Looking at the first two conditions, there must exists integers $u$ and $v$ such that
$$\text{$n=5u+3\quad$ and $\quad n = 7v + 5$}$$
So
$$\text{$7n=35u+21\quad$ and $\quad 5n = 35v + 25$}$$
We find (Bezout's Identity) that $-2 \cdot 7n + 3 \cdot 5n = n$. So
\begin{align}
   n &= -2 \cdot 7n + 3 \cdot 5n \\
   n &= -2(35u+21) + 3(35v + 25) \\
   n &= 35(-2u+3v) + 33 \\
    n &= 35w + 33 \\
\end{align}
What have we gained from this? The CRT guarantees that every integer $n$ that satisfies conditions $(1)$ and $(2)$ must be of the form $35w + 33$ for some integer $w$.
Condition $(3)$ tells us that there must exists some integer, $x$, such that
$n = 11x + 7$. So
$$\text{$11n=385w+363\quad$ and $\quad 35n = 385x + 245$}$$
We find that $16\cdot 11n - 5 \cdot 35n = n$ So
\begin{align}
   n &= 16\cdot 11n - 5 \cdot 35n \\
   n &= 16(385w+363) - 5(385x + 245) \\
   n &= 385(16w-5x) + 4583\\
   n &= 385(16w-5x) + 11\cdot 385 + 348\\
   n &= 385(16w-5x+11) + 348\\
    n &= 385y + 348\\
\end{align}
A quick check shows that 348 satisfies conditions $(1), (2)$, and $(3)$.
A: 
Find the smallest integer that leave a remainder of 3 when divided by 5, a remainder of 5 when divided by 7, and a remainder of 7 when divided by 11

We want to find a solution to:
$$
\begin{align}
x&\equiv 3 \pmod 5\\
x&\equiv 5 \pmod 7\\
x&\equiv 7 \pmod {11}
\end{align}
$$
The solution is unique $\pmod {385}$.
We can find a simple formula for this, by first finding the solutions to:
$$
\begin{align}
x&\equiv 1 \pmod 5\\
x&\equiv 0 \pmod 7\\
x&\equiv 0 \pmod {11}
\end{align}
$$
$$
\begin{align}
x&\equiv 0 \pmod 5\\
x&\equiv 1 \pmod 7\\
x&\equiv 0 \pmod {11}
\end{align}
$$
$$
\begin{align}
x&\equiv 0 \pmod 5\\
x&\equiv 0 \pmod 7\\
x&\equiv 1 \pmod {11}
\end{align}
$$
By using the Extended Euclidean Algorithm, we find:
$$
\begin{align}
x\equiv 231\pmod {385}\\
x\equiv 330\pmod {385}\\
x\equiv 210\pmod {385}\\
\end{align}
$$
Hence the solution to:
$$
\begin{align}
x&\equiv a \pmod 5\\
x&\equiv b \pmod 7\\
x&\equiv c \pmod {11}
\end{align}
$$
is:
$$231a+330b+210c\pmod{385}$$
For $a=3,b=5,c=7$, we get $693+1650+1470=3813\equiv 348\pmod{385}$.

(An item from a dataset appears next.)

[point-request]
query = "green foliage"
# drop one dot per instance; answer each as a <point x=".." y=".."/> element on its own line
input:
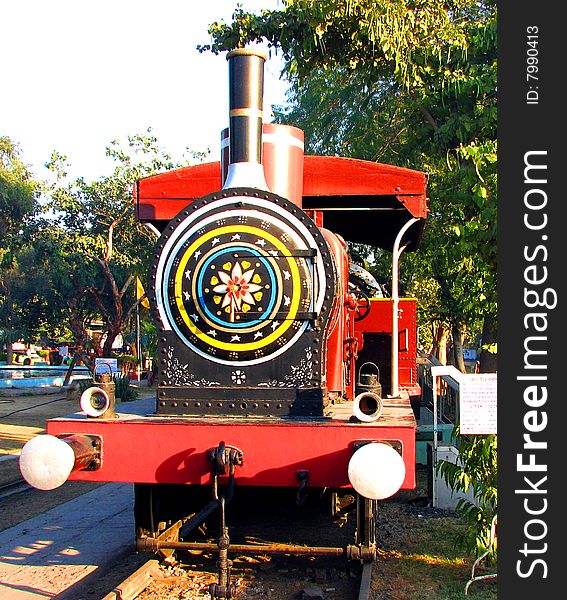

A: It's definitely worthwhile learning a little bit about modular arithmetic for questions such as this.
But if you want to know in very concrete terms how to solve questions such as this, here's an attempt.
Suppose you want a number $n$ (not necessarily the least, we'll handle that later) with remainder $3$ when divided by $5$ and $5$ when divided by $7$, which we write as $n \equiv 3 \mod 5$ and $n \equiv 5 \mod 7$.  The Chinese remainder theorem tells us that this is possible, because $5$ and $7$ are 
relatively prime, i.e. have no common factor greater than $1$.
We start out by finding integers $x$ and $y$ such that $5 x + 7 y = 1$.
If so, then $5 x = 1 - 7 y$ is an integer $u$ such that  $u \equiv 0 \mod 5$ and $u \equiv 1 \mod 7$, while $7 y = 1 - 5 x$ is a number $v$ such that $v \equiv 1 \mod 5$ and $v \equiv 0 \mod 7$.  Combining these, $n = 5 u + 3 v$ would have $n \equiv 5 \cdot 0 + 3\cdot 1 = 3 \mod 5$ and $n \equiv 5 \cdot 1 + 3 \cdot 0 = 5 \mod 7$.
The method for finding $x$ and $y$ is called the Euclidean algorithm.  It goes like this.  We want $5 x + 7 y = 1$.  Write $7 = 5 + 2$, so 
$5 x + 5 y + 2 y = 5 (x + y) + 2 y$.  Thus with $x_1 = x + y$, we want to solve $5 x_1 + 2 y = 1$ (a similar equation to what we started with, but with smaller coefficients).  If we can do that, then we can take $x = x_1 - y$. to solve our original equation.
Similarly, $5 = 2 \cdot 2 + 1$, so $5 x_1 + 2 y = x_1 + 2 (2 x_1 + y) = x_1 + 2 y_1$ where $y_1 = 2 x_1 + y$.
But the equation $x_1 + 2 y_1 = 1$ is easy: we can see at a glance that $x_1 = 1$, $y_1 = 0$ is a solution.  Then working backwards, $y = y_1 - 2 x_1 = -2$
and $x = x_1 - y = 1 - (-2) = 3$.  So we have found $x = 3$ and $y = -2$ such
that $5 x + 7 y = 1$.  We then take $u = 5 x = 15$ and $v = 7y = -14$, and
$n = 5 u + 3 v = 33$, which has $n \equiv 3 \mod 5$ and $n \equiv 5 \mod 7$.
Now, $n = 33$ is not the only possible solution.  In fact, we could get another solution by adding or subtracting any multiple of $5 \times 7 = 35$.
Since $5$ and $7$ are relatively prime, the theory tells us that those are all the other solutions: if $m$ is another solution, $n - m$ would have to be a multiple of $5$ and a multiple of $7$, and therefore a multiple of $35$.
Now in this particular case $33 - 35$ is negative, in fact $33$ is  the smallest positive solution. 
Now, what about the original problem with $n \equiv 7 \mod 11$ in addition to $n \equiv 3 \mod 5$ and $n \equiv 5 \mod 7$?  We know now that from the first two conditions we need $n$ to differ from $33$ by a multiple of $35$, i.e.
$n  \equiv 33 \mod 35$.  So we go through a similar procedure, finding 
$x$ and $y$ such that $35 x + 11 y = 1$, etc.  I'll leave the details to you.